On Twitter, I responded to Krugman’s statement with disbelief:
That's insane. Real disposable personal income has declined for two quarters in a row. People are anxious about the economy for real reasons, not because of media coverage.
— Ed Morrissey (@EdMorrissey) July 31, 2022
Actually, real disposable personal income — the measure of buying power in relation to inflation — hasn’t declined two quarters in a row. It has declined five quarters in a row:
Previous to the pandemic, real DPI ran almost identical to nominal DPI — both slightly positive, a sign of both matured growth and controlled inflation. Only after 2021Q1, when two massive stimulus packages hit the economy, did those start to decouple:
The decoupling comes from inflation running away. This comes out of the sugar highs of the stimulus bills, especially the last one, which turned out to be unnecessary. Note too that that these measures are compounding; each data point is in relation to the data point that precedes it. Therefore, it’s not just that consumers lost ground in 2022Q2, but that they are losing ground each quarter from the lost-ground position of the previous quarter. Not only that, but the decoupling has grown wider in each quarter since the last stimulus bill.
This clearly impacts the personal economy of every American household, but especially those on fixed incomes as well as lower- and middle-income households. This is not a media myth or an example of narrative journalism — it’s economic reality for everyone outside the Pauline Kael bubble of the NYT and CNN. This squeeze on real DPI is not just an indicator of “personal” recessions, it is a pretty good indicator that we are at the very least heading into an actual recession as people buy less and try to stretch their shrinking dollars. That would be true even if the Fed didn’t need to hike interest rates far higher than they have so far to slow inflation down, which they do — and which they will.

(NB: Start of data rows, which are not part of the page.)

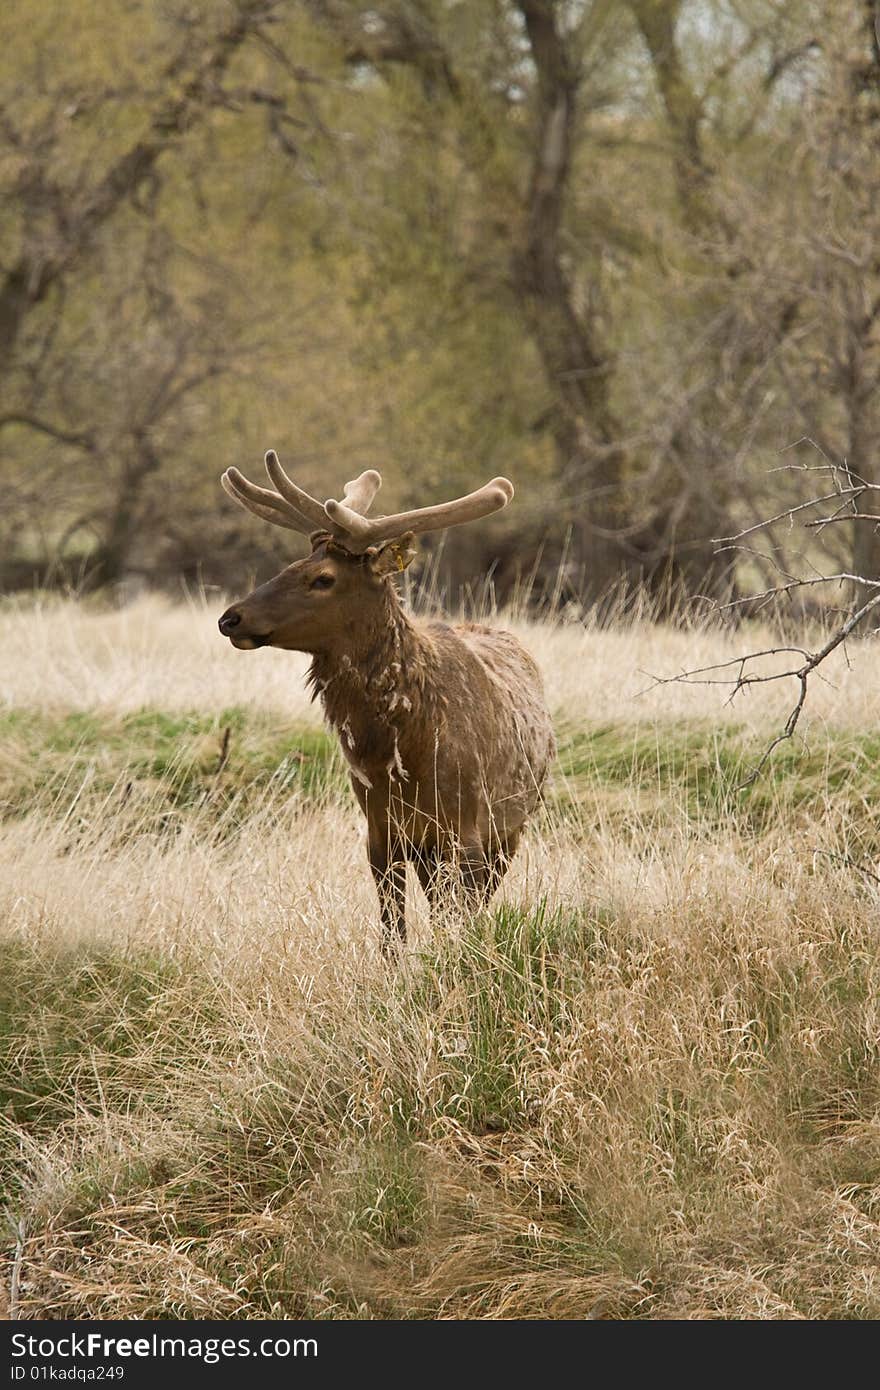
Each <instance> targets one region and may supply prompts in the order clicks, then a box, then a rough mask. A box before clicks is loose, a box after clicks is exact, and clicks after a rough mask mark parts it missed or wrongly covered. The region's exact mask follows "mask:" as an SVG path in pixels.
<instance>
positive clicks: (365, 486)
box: [342, 468, 382, 517]
mask: <svg viewBox="0 0 880 1390" xmlns="http://www.w3.org/2000/svg"><path fill="white" fill-rule="evenodd" d="M381 486H382V474H381V473H377V471H375V468H367V471H366V473H361V474H360V477H357V478H355V480H353V481H352V482H346V485H345V491H343V493H342V502H343V505H345V506H346V507H348V509H349V512H357V513H359V514H360V516H361V517H363V516H366V514H367V512H368V510H370V506H371V503H373V499H374V496H375V493H377V492H378V491H380V488H381Z"/></svg>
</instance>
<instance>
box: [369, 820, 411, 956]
mask: <svg viewBox="0 0 880 1390" xmlns="http://www.w3.org/2000/svg"><path fill="white" fill-rule="evenodd" d="M368 855H370V869H371V870H373V877H374V880H375V891H377V894H378V899H380V916H381V920H382V951H384V952H385V955H388V954H389V952H391V949H392V947H393V944H395V938H396V940H399V941H406V859H405V858H403V852H402V851H400V848H399V847H398V845H393V844H389V842H388V837H386V834H385V835H384V837H382V838H381V840H380V838H378V837H377V838H373V835H371V837H370V842H368Z"/></svg>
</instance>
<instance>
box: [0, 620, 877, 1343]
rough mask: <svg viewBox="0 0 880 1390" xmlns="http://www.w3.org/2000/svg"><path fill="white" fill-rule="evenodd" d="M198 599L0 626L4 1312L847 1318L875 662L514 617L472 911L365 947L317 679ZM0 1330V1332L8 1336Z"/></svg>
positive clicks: (240, 1316) (860, 1157) (178, 1317)
mask: <svg viewBox="0 0 880 1390" xmlns="http://www.w3.org/2000/svg"><path fill="white" fill-rule="evenodd" d="M221 607H222V603H221V600H220V599H215V600H211V602H204V600H203V599H193V600H192V602H190V603H177V605H174V603H170V602H165V600H161V599H158V598H142V599H138V600H136V602H133V603H131V605H128V606H125V607H120V609H108V607H103V609H101V607H97V606H92V605H88V603H79V602H76V600H72V599H70V600H68V599H46V600H39V599H31V600H21V602H18V600H7V602H6V603H4V605H3V606H1V607H0V652H1V653H3V655H1V657H0V933H1V935H3V941H1V952H3V967H1V970H0V1187H1V1198H0V1204H1V1207H3V1211H1V1213H0V1222H1V1226H0V1230H1V1238H0V1250H1V1259H0V1304H3V1305H4V1311H6V1315H7V1316H10V1315H11V1316H21V1318H171V1319H184V1318H204V1316H209V1318H278V1316H281V1318H317V1319H324V1318H331V1319H338V1318H430V1319H438V1318H455V1319H460V1318H567V1319H582V1318H659V1319H669V1318H696V1319H702V1318H727V1319H730V1318H781V1319H790V1318H792V1319H801V1318H810V1319H815V1318H820V1319H826V1318H834V1319H837V1318H847V1319H848V1318H858V1319H873V1318H877V1316H880V1065H879V1062H880V931H879V908H880V649H879V648H877V644H876V642H873V644H872V642H869V641H863V642H856V644H851V645H849V648H848V651H847V652H840V653H836V656H834V659H833V660H831V662H829V663H827V669H826V667H823V669H822V674H823V677H824V678H823V680H816V681H815V682H813V688H812V689H810V695H809V702H808V708H806V713H805V716H804V720H802V727H801V728H799V734H798V738H797V739H794V741H791V742H790V744H785V745H783V746H781V748H780V749H777V752H776V753H774V756H773V759H772V760H770V762H769V765H767V766H766V769H765V770H763V773H762V776H760V778H759V780H758V781H756V783H755V785H752V787H751V788H748V790H738V784H740V783H741V781H742V778H744V773H747V771H748V769H749V767H751V766H753V763H755V760H756V759H758V758H759V756H760V752H762V751H763V748H765V746H766V742H767V741H769V739H770V738H772V737H773V735H774V734H776V733H777V731H779V727H780V724H781V723H783V721H784V717H785V714H787V712H788V709H790V706H791V703H792V699H794V694H795V692H792V689H785V688H783V687H781V685H767V687H760V688H755V689H752V691H751V692H749V694H748V695H745V694H744V695H741V696H740V698H738V699H737V701H734V702H733V703H727V702H726V695H724V691H722V689H719V688H716V687H701V688H694V689H691V688H685V687H683V685H663V687H659V688H658V687H652V681H651V676H652V674H655V676H670V674H674V673H676V671H680V670H683V669H685V667H695V666H702V664H706V663H708V662H710V660H722V659H726V657H728V656H731V655H735V653H737V652H740V651H744V649H749V648H752V646H755V645H763V638H762V634H760V632H755V631H753V630H741V631H740V632H734V634H728V632H724V631H720V630H717V628H710V627H702V628H701V627H696V626H695V627H691V628H690V630H687V628H681V627H678V628H670V627H663V626H656V624H651V623H648V621H642V620H638V619H633V620H631V621H628V623H624V624H620V626H619V627H616V628H613V630H599V628H592V627H589V626H587V627H585V626H582V624H580V623H569V624H557V626H553V624H537V623H532V624H530V623H527V621H524V620H516V621H513V623H512V624H510V626H514V627H516V630H517V631H520V634H521V635H523V639H524V641H525V642H527V645H528V646H530V648H531V651H532V652H534V653H535V656H537V657H538V660H539V663H541V666H542V669H544V673H545V678H546V687H548V696H549V702H551V706H552V710H553V716H555V720H556V728H557V735H559V760H557V766H556V771H555V777H553V784H552V787H551V788H549V792H548V796H546V803H545V806H544V808H542V810H541V813H539V816H538V817H535V820H534V823H532V826H531V830H530V834H528V837H527V841H525V844H524V847H523V848H521V851H520V853H519V856H517V859H516V862H514V866H513V869H512V872H510V874H509V876H507V878H506V881H505V884H503V887H502V890H500V892H499V894H498V895H496V898H495V899H494V902H492V905H491V909H489V910H487V912H485V913H482V915H480V916H478V917H475V919H473V920H463V919H462V917H457V916H455V915H452V913H450V915H449V917H448V919H438V920H434V922H431V920H428V915H427V910H425V906H424V902H423V901H421V899H420V898H418V897H417V894H416V890H414V885H413V887H412V894H410V902H412V903H414V906H412V908H410V922H412V930H410V941H409V947H407V951H406V955H405V958H403V959H402V962H400V965H399V967H396V969H389V967H388V966H386V963H385V962H384V959H382V956H381V952H380V944H378V927H377V910H375V899H374V890H373V884H371V878H370V874H368V870H367V863H366V855H364V849H363V828H361V821H360V816H359V813H357V810H356V806H355V802H353V798H352V795H350V791H349V788H348V781H346V776H345V771H343V766H342V760H341V758H339V755H338V751H336V746H335V742H334V739H332V738H331V737H329V735H328V734H327V733H325V731H324V728H323V724H321V719H320V710H318V709H317V708H316V706H314V705H311V703H309V699H307V695H306V691H304V685H303V680H302V676H303V671H304V666H306V662H304V659H299V657H296V656H292V655H289V653H281V652H272V651H260V652H254V653H242V652H235V651H232V649H231V648H229V646H228V644H225V642H224V641H221V639H220V637H218V634H217V630H215V617H217V613H218V612H221ZM0 1311H3V1309H0Z"/></svg>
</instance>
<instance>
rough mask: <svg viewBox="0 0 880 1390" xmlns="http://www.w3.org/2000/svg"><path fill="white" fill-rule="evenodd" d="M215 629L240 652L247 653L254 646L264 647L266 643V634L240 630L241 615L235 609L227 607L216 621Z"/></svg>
mask: <svg viewBox="0 0 880 1390" xmlns="http://www.w3.org/2000/svg"><path fill="white" fill-rule="evenodd" d="M217 627H218V628H220V631H221V632H222V635H224V637H228V638H229V641H231V642H232V646H238V648H239V649H241V651H245V652H249V651H253V648H254V646H266V644H267V642H268V638H270V634H268V632H249V631H247V630H246V628H245V630H242V614H241V613H239V610H238V609H236V607H229V609H227V612H225V613H224V614H222V617H221V619H218V621H217Z"/></svg>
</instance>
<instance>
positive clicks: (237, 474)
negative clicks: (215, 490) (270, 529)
mask: <svg viewBox="0 0 880 1390" xmlns="http://www.w3.org/2000/svg"><path fill="white" fill-rule="evenodd" d="M220 482H221V486H222V489H224V492H227V493H228V496H231V498H232V499H234V502H238V505H239V506H241V507H245V509H246V510H247V512H253V514H254V516H257V517H260V520H261V521H271V523H272V525H282V527H286V530H288V531H299V532H300V535H309V534H310V532H311V531H313V530H314V527H313V525H311V523H310V521H309V518H307V517H304V516H303V514H302V513H300V512H299V510H298V509H296V507H295V506H292V505H291V503H289V502H286V500H285V499H284V498H279V496H278V493H277V492H270V491H268V489H267V488H259V486H257V485H256V482H249V481H247V478H246V477H245V475H243V474H242V473H239V471H238V468H227V471H225V473H224V474H222V475H221V478H220Z"/></svg>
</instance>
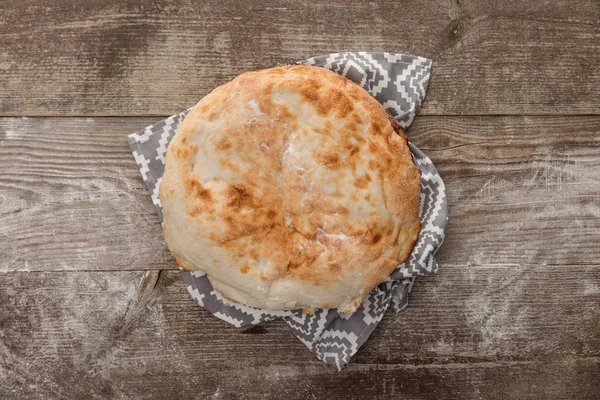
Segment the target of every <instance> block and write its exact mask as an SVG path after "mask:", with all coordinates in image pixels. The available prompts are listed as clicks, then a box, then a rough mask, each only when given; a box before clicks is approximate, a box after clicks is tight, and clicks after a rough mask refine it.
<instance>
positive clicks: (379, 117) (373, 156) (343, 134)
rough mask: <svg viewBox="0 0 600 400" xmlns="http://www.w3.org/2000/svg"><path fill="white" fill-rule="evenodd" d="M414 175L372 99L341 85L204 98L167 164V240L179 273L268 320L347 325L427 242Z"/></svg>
mask: <svg viewBox="0 0 600 400" xmlns="http://www.w3.org/2000/svg"><path fill="white" fill-rule="evenodd" d="M419 191H420V171H419V169H418V168H416V167H415V165H414V164H413V162H412V158H411V153H410V151H409V148H408V146H407V141H406V136H405V135H404V133H403V132H402V130H401V129H400V127H399V126H398V124H397V123H396V121H395V120H394V119H393V118H392V117H391V116H390V115H389V114H388V113H387V112H386V110H385V109H384V108H383V107H382V106H381V104H379V103H378V102H377V101H376V100H375V99H374V98H373V97H372V96H371V95H370V94H369V93H368V92H366V91H365V90H364V89H363V88H361V87H360V86H358V85H356V84H355V83H353V82H351V81H350V80H348V79H346V78H345V77H342V76H340V75H337V74H335V73H333V72H330V71H328V70H325V69H323V68H318V67H310V66H300V65H295V66H285V67H280V68H272V69H266V70H262V71H256V72H247V73H244V74H242V75H240V76H239V77H237V78H235V79H234V80H233V81H231V82H229V83H227V84H225V85H222V86H220V87H218V88H216V89H215V90H214V91H213V92H212V93H210V94H209V95H207V96H206V97H204V98H203V99H202V100H201V101H200V102H199V103H198V104H197V105H196V106H195V107H193V108H192V109H191V111H190V112H189V114H188V115H187V116H186V118H185V120H184V121H183V123H182V125H181V127H180V129H179V131H178V132H177V134H176V135H175V137H174V138H173V140H172V141H171V143H170V145H169V147H168V149H167V154H166V165H165V172H164V176H163V178H162V182H161V184H160V192H159V193H160V200H161V203H162V211H163V217H164V219H163V221H164V224H163V230H164V235H165V239H166V242H167V244H168V246H169V249H170V250H171V252H172V253H173V255H174V256H175V259H176V261H177V263H178V264H179V266H181V267H182V268H184V269H185V270H188V271H197V270H202V271H204V272H206V274H207V276H208V278H209V280H210V282H211V284H212V285H213V286H214V288H215V289H216V290H217V291H219V292H220V293H221V294H222V295H223V296H224V297H226V298H228V299H230V300H232V301H235V302H239V303H242V304H246V305H249V306H253V307H258V308H263V309H269V310H287V309H299V308H301V309H304V310H306V311H310V310H314V309H315V308H338V309H339V310H340V311H342V312H352V311H354V310H355V309H356V308H357V307H359V306H360V305H361V304H362V299H363V297H364V296H365V294H367V293H369V292H370V291H371V290H373V288H374V287H375V286H376V285H378V284H379V283H381V282H382V281H383V280H385V279H386V277H387V276H388V275H389V274H390V273H391V272H392V271H393V270H394V269H395V268H396V267H397V266H398V264H400V263H402V262H404V261H405V260H406V259H407V258H408V256H409V254H410V252H411V250H412V248H413V246H414V243H415V241H416V239H417V236H418V234H419V231H420V222H419V218H418V212H419Z"/></svg>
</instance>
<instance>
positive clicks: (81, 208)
mask: <svg viewBox="0 0 600 400" xmlns="http://www.w3.org/2000/svg"><path fill="white" fill-rule="evenodd" d="M153 120H154V119H153V118H98V119H91V118H88V119H85V118H32V119H21V118H5V119H0V188H1V190H0V253H2V254H3V255H4V257H3V258H1V259H0V270H4V271H14V270H23V271H50V270H143V269H169V268H175V264H174V263H173V261H172V259H171V256H170V255H169V253H168V250H167V249H166V247H165V245H164V243H163V239H162V233H161V230H160V225H159V222H158V219H157V217H156V215H155V211H154V208H153V206H152V203H151V201H150V197H149V196H148V195H147V192H146V189H145V187H144V185H143V182H142V179H141V176H140V175H139V172H138V170H137V168H136V165H135V162H134V160H133V157H132V156H131V154H130V152H129V149H128V146H127V144H126V142H125V136H126V134H127V133H129V132H133V131H135V130H138V129H140V128H142V127H144V126H146V125H147V124H150V123H151V122H153ZM599 126H600V117H594V116H590V117H570V118H564V117H471V118H464V117H419V118H417V120H416V121H415V123H414V125H413V126H412V127H411V129H410V130H409V132H408V136H409V138H410V140H411V141H413V142H414V143H415V144H416V145H418V146H420V147H421V148H422V149H423V150H424V151H425V152H426V153H427V154H428V155H429V156H430V157H431V158H432V160H433V161H434V162H435V163H436V165H437V166H438V168H439V170H440V172H441V174H442V177H443V178H444V180H445V182H446V185H447V188H448V195H449V202H450V226H449V230H448V233H447V239H446V243H445V244H444V246H443V247H442V250H441V251H440V253H439V260H440V261H441V262H442V264H474V265H479V264H497V263H501V264H502V263H514V264H527V263H534V264H593V263H597V262H598V259H600V249H599V248H598V246H597V244H598V243H600V179H599V177H600V135H599V134H598V133H599V131H598V129H599Z"/></svg>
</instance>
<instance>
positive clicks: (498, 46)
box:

I can’t wait to hear Krugman’s happy talk when that happens, but that’s all this is now too. The economic misery that most Americans feel is no media concoction, but the clear erosion of their buying power in an inflationary wave not seen in 40 years, and completely unforeseen by Krugman. The real media concoction is Krugman’s attempt to gaslight the CNN audience, and Stelter’s happiness to host it.